II. The Misery of the body and soul in DEATH.
After that the aged man has battled with long sickness,
and having endured the brunt of pain, and now expect some ease—in comes
death, nature's slaughter-man, God's curse, and hell's supplier—and looks
the old man grim and black in the face; and neither pitying his age, nor
regarding his long-endured dolours, will not be hired to refrain either for
silver or gold; nay, he will not take to spare his life, skin for skin (Job
1), and all that the old man has! But death batters all the principal parts
of his body, and arrests him to appear before the dreadful Judge. And as
thinking that the old man will not despatch to go with him fast enough,
Lord!—how many darts of calamities does he shoot through him—pains, aches,
cramps, fevers, obstructions, weak heart, shortness of breath, colic, stone,
etc. Oh, what a ghastly sight it is, to see him then in his bed, when death
has given him his mortal wound! What a cold sweat over-runs all his
body—what a trembling possesses all his members! The head hangs limp, the
face waxes pale, the nose purples, the jaw-bone hangs down, the eye-strings
break, the tongue falters, the breath shortens and smells foul, and at every
gasp the heart-strings are ready to break asunder!
Now the miserable soul sensibly perceives her earthly
body to begin to die; for as towards the dissolution of the universal frame
of the great world, the sun shall be turned into darkness, the moon into
blood, and the stars shall fall from heaven, the air shall be full of storms
and flashing meteors, the earth shall tremble, and the sea shall roar, and
men's hearts shall fail for fear, expecting the end of such sorrowful
beginnings; in like manner, towards the dissolution of man, which is his
little world, his eyes, which are as the sun and moon, lose their light, and
see nothing but blood-guiltiness of sin; the rest of the senses, as lesser
stars, do one after another fail and fall—his mind, reason, and memory, as
heavenly powers of his soul, are shaken with fearful storms of despair, and
fierce flashings of hell fire—his earthly body begins to shake and tremble,
and the phlegm, like an overflowing sea, roar and rattle in his throat,
still expecting the woeful end of these dreadful beginnings.
While he is thus summoned to appear at the great assizes
of God's judgment, behold, a quarter-sessions and jail-delivery is held
within himself; where reason sits as judge, the devil puts in a bill of
indictment, wherein is alleged all your evil deeds that ever you have
committed, and all the good deeds that ever you have omitted, and all the
curses and judgments that are due to every sin.

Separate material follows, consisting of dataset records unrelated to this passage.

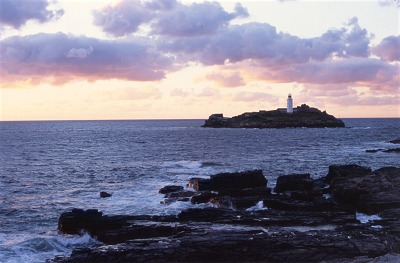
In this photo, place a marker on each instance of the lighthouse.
(290, 104)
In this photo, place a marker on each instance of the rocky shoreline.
(300, 220)
(303, 116)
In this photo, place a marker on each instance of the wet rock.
(105, 194)
(203, 197)
(374, 150)
(363, 190)
(170, 189)
(304, 116)
(342, 171)
(396, 141)
(392, 150)
(294, 182)
(297, 224)
(231, 181)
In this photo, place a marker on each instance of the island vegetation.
(302, 116)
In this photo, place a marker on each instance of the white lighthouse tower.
(290, 104)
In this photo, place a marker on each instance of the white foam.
(38, 248)
(363, 218)
(257, 207)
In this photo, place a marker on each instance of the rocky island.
(302, 116)
(350, 215)
(289, 117)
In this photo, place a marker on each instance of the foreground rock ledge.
(306, 221)
(304, 116)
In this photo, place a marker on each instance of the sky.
(171, 59)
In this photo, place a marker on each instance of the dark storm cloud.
(389, 48)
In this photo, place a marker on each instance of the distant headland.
(301, 116)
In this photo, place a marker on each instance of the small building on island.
(289, 106)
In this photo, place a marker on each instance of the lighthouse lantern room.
(290, 104)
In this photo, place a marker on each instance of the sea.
(48, 167)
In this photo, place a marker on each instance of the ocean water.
(49, 167)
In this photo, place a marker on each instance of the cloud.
(79, 52)
(16, 13)
(122, 18)
(165, 17)
(60, 57)
(389, 48)
(261, 41)
(223, 80)
(248, 96)
(179, 34)
(389, 3)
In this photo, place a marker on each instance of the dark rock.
(139, 230)
(351, 170)
(304, 116)
(202, 184)
(364, 191)
(294, 182)
(170, 189)
(397, 141)
(392, 150)
(297, 225)
(231, 181)
(240, 180)
(180, 194)
(374, 150)
(211, 244)
(105, 194)
(203, 197)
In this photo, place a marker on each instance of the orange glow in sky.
(170, 59)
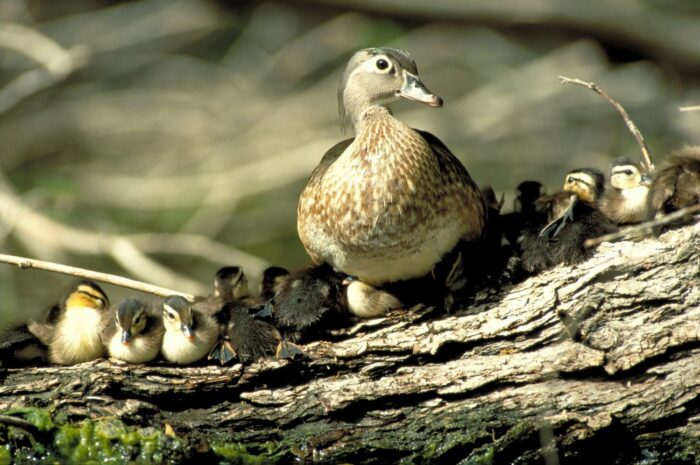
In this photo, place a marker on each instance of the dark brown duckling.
(625, 199)
(309, 299)
(19, 347)
(676, 183)
(561, 241)
(387, 205)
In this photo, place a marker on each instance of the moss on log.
(599, 361)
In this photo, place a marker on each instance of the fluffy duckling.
(308, 298)
(625, 200)
(73, 329)
(189, 335)
(387, 205)
(562, 240)
(676, 182)
(135, 333)
(19, 347)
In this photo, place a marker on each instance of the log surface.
(596, 361)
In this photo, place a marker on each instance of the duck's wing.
(453, 170)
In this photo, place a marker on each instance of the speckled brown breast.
(389, 204)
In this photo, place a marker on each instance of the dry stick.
(628, 121)
(643, 227)
(120, 281)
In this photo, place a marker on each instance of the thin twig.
(643, 227)
(628, 121)
(115, 280)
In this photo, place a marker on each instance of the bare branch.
(56, 63)
(24, 263)
(625, 116)
(643, 228)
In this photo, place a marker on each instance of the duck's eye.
(382, 64)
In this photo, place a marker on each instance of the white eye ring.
(382, 64)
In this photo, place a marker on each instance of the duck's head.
(87, 294)
(177, 316)
(626, 174)
(131, 318)
(230, 283)
(587, 183)
(378, 77)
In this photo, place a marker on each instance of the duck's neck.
(369, 117)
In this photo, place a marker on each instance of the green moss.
(5, 455)
(91, 442)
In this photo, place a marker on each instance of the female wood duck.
(135, 334)
(561, 241)
(625, 200)
(189, 335)
(73, 329)
(676, 182)
(389, 204)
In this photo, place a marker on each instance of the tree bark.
(599, 361)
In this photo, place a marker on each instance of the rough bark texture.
(599, 361)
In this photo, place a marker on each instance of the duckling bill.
(189, 333)
(388, 204)
(73, 330)
(135, 333)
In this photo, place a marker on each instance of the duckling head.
(86, 294)
(586, 183)
(230, 283)
(131, 318)
(626, 174)
(378, 77)
(177, 316)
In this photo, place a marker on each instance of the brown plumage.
(625, 199)
(676, 182)
(388, 204)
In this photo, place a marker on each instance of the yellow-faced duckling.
(676, 183)
(135, 334)
(388, 204)
(73, 329)
(562, 240)
(625, 200)
(190, 334)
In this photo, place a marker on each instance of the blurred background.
(162, 139)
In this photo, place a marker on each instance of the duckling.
(562, 239)
(19, 347)
(241, 334)
(388, 204)
(73, 329)
(306, 299)
(625, 200)
(676, 182)
(189, 335)
(135, 333)
(272, 279)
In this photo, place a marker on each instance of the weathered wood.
(597, 361)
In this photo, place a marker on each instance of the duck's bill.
(413, 89)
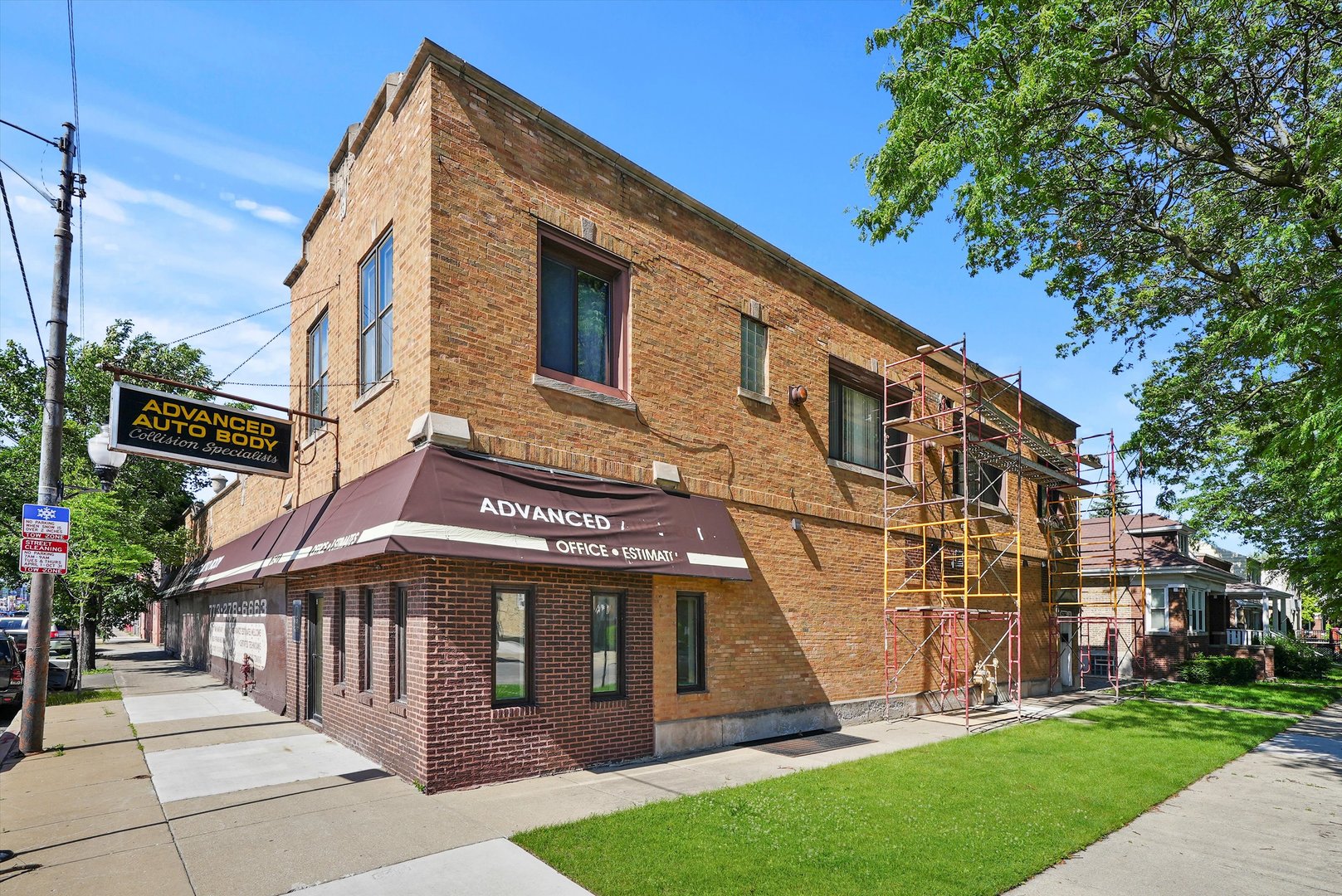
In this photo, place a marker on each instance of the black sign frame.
(267, 435)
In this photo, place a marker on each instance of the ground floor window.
(1198, 611)
(402, 600)
(1157, 609)
(689, 643)
(511, 645)
(607, 643)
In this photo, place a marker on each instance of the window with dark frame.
(689, 643)
(367, 683)
(339, 635)
(374, 300)
(317, 363)
(754, 356)
(607, 644)
(513, 660)
(583, 311)
(987, 483)
(402, 600)
(856, 420)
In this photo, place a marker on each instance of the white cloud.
(115, 191)
(203, 147)
(276, 215)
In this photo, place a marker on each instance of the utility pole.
(49, 476)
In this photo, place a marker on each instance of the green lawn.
(976, 815)
(62, 698)
(1275, 696)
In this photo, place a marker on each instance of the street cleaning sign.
(45, 546)
(159, 424)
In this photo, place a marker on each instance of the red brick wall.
(469, 741)
(447, 734)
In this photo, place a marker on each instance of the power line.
(22, 271)
(297, 298)
(45, 139)
(282, 332)
(41, 192)
(80, 178)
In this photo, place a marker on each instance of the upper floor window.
(583, 314)
(317, 363)
(987, 483)
(374, 319)
(754, 356)
(856, 420)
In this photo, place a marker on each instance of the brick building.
(493, 299)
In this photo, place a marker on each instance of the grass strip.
(65, 698)
(974, 815)
(1274, 696)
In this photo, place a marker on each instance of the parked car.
(11, 672)
(17, 626)
(59, 667)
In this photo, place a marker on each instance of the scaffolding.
(1096, 569)
(956, 470)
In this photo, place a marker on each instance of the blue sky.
(207, 129)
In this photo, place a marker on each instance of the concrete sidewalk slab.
(193, 704)
(490, 868)
(222, 767)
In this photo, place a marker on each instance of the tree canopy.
(115, 537)
(1174, 171)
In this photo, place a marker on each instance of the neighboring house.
(1265, 597)
(1191, 604)
(611, 465)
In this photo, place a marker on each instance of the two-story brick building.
(609, 465)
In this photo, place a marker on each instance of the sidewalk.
(211, 794)
(208, 793)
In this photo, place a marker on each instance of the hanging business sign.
(159, 424)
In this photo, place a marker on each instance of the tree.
(139, 521)
(1174, 171)
(109, 548)
(1117, 504)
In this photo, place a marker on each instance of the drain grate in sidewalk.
(806, 743)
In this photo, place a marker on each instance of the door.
(315, 656)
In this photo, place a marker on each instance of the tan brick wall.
(465, 178)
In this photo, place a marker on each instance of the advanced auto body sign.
(159, 424)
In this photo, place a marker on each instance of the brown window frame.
(894, 448)
(615, 270)
(700, 612)
(341, 613)
(400, 613)
(367, 611)
(622, 622)
(528, 650)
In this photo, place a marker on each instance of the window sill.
(383, 385)
(583, 392)
(753, 396)
(869, 472)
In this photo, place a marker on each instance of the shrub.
(1298, 660)
(1219, 670)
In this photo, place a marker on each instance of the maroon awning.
(452, 504)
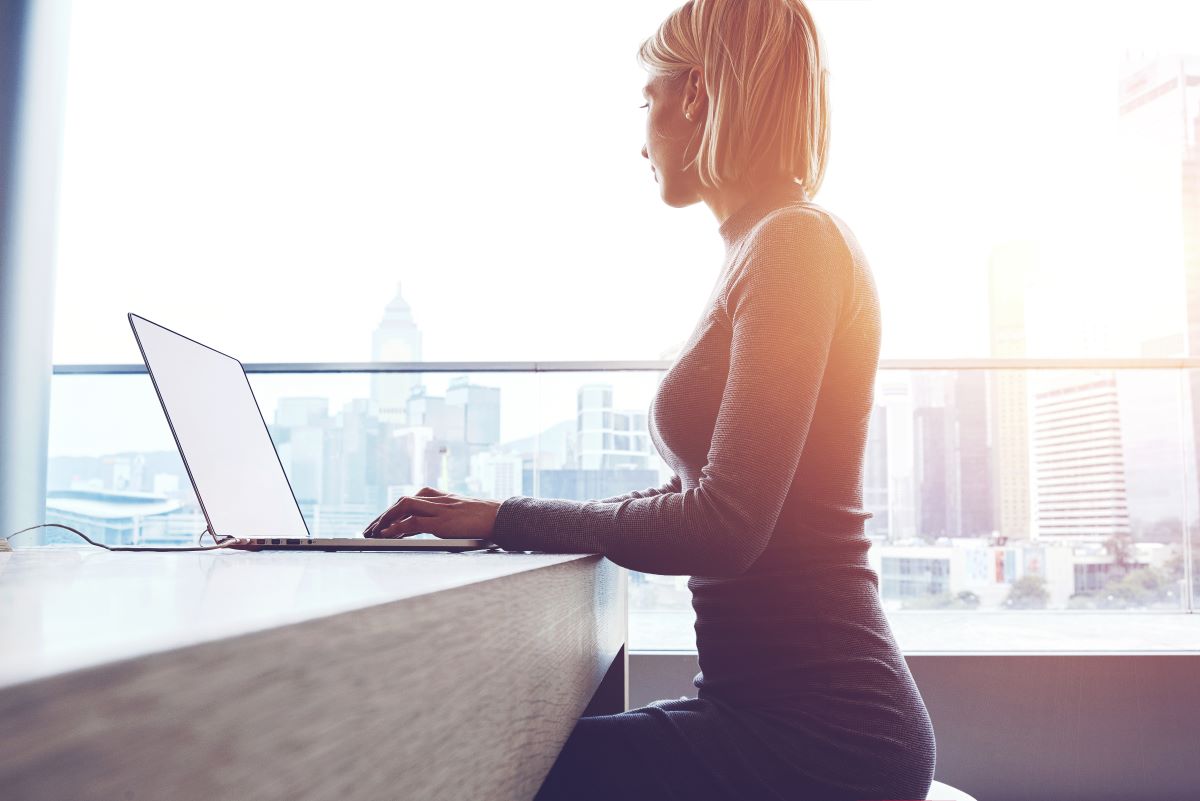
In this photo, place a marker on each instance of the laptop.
(228, 452)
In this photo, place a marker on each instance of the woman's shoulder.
(803, 223)
(801, 251)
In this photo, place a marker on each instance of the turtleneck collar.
(760, 204)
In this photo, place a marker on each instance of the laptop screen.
(221, 434)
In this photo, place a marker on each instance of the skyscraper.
(1159, 107)
(1080, 458)
(875, 473)
(396, 339)
(1007, 272)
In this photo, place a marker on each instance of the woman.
(763, 417)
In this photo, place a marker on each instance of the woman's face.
(671, 138)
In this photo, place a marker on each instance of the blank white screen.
(221, 435)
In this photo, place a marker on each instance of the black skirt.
(803, 696)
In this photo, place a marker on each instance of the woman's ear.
(695, 97)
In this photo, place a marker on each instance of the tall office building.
(976, 491)
(300, 434)
(895, 396)
(1008, 269)
(875, 473)
(1079, 456)
(611, 439)
(396, 339)
(1159, 107)
(936, 475)
(480, 409)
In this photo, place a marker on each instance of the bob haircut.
(762, 64)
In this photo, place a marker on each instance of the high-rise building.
(300, 434)
(396, 339)
(480, 409)
(895, 396)
(976, 491)
(611, 439)
(1079, 456)
(934, 457)
(1008, 269)
(1159, 161)
(875, 473)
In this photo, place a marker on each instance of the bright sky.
(261, 174)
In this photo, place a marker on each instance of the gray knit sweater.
(762, 416)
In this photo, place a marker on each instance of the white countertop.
(65, 608)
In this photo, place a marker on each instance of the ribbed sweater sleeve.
(783, 300)
(672, 486)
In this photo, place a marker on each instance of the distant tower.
(1080, 458)
(1007, 271)
(396, 339)
(1159, 104)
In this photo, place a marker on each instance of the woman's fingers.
(406, 527)
(406, 506)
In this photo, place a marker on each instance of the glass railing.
(995, 486)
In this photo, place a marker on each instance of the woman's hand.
(438, 513)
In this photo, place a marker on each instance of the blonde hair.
(763, 70)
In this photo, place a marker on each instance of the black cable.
(223, 542)
(216, 540)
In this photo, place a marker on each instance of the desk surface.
(298, 675)
(65, 608)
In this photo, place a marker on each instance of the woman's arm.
(785, 303)
(670, 487)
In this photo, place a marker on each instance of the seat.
(942, 792)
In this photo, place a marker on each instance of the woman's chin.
(675, 198)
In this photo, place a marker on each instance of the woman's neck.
(729, 199)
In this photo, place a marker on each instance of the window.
(324, 182)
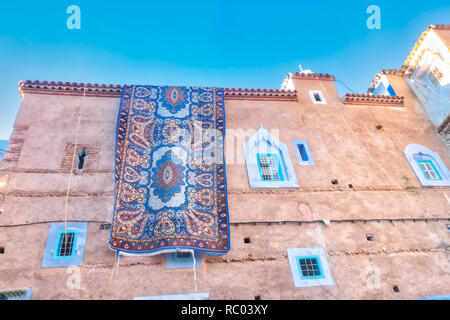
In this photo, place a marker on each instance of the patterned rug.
(170, 181)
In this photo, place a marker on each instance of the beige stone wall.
(345, 145)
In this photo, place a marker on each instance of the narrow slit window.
(303, 152)
(429, 170)
(317, 97)
(269, 167)
(66, 244)
(435, 77)
(81, 159)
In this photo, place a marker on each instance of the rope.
(73, 162)
(195, 271)
(116, 266)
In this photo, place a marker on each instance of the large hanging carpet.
(170, 181)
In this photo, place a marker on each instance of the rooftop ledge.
(109, 90)
(374, 100)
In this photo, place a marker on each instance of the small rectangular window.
(182, 256)
(310, 268)
(65, 247)
(429, 170)
(269, 167)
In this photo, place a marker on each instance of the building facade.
(329, 197)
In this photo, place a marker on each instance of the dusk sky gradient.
(240, 44)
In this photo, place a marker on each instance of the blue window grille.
(429, 170)
(66, 245)
(268, 162)
(310, 267)
(270, 167)
(182, 256)
(183, 260)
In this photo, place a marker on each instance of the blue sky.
(251, 44)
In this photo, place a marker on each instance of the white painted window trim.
(321, 95)
(293, 253)
(415, 151)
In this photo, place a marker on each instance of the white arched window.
(427, 165)
(268, 162)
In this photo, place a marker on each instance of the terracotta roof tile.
(109, 90)
(373, 100)
(312, 76)
(408, 67)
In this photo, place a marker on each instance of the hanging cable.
(73, 162)
(345, 85)
(195, 272)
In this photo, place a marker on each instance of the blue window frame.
(66, 245)
(281, 172)
(310, 267)
(427, 165)
(183, 260)
(303, 153)
(182, 256)
(62, 251)
(429, 170)
(270, 167)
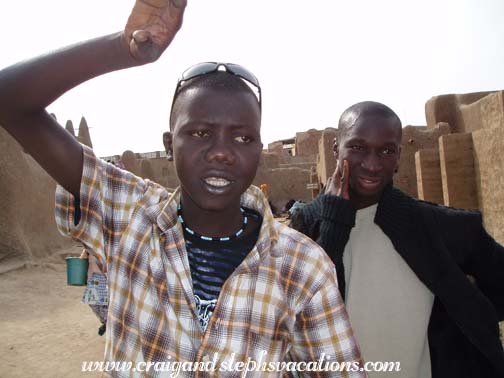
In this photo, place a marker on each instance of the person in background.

Your own conscience shall
accuse you, and your memory shall give bitter evidence, and death stands at
the bar ready, as a cruel executioner, to dispatch you. If you shall thus
condemn yourself, how shall you escape the just condemnation of God, who
knows all your misdeeds better than yourself? (1Jn. 3:20) Gladly would you
put out of your mind the remembrance of your wicked deeds that trouble you;
but they flow faster into your remembrance, and they will not be put away,
but cry unto you—We are your works, and we will follow you!
And while your soul is thus within, out of peace and
order, your children, wife, and friends trouble you as fast, to have you put
your goods in order; some crying, some craving, some pitying, some cheering;
all, like flesh-flies, helping to make your sorrows more sorrowful (Lk.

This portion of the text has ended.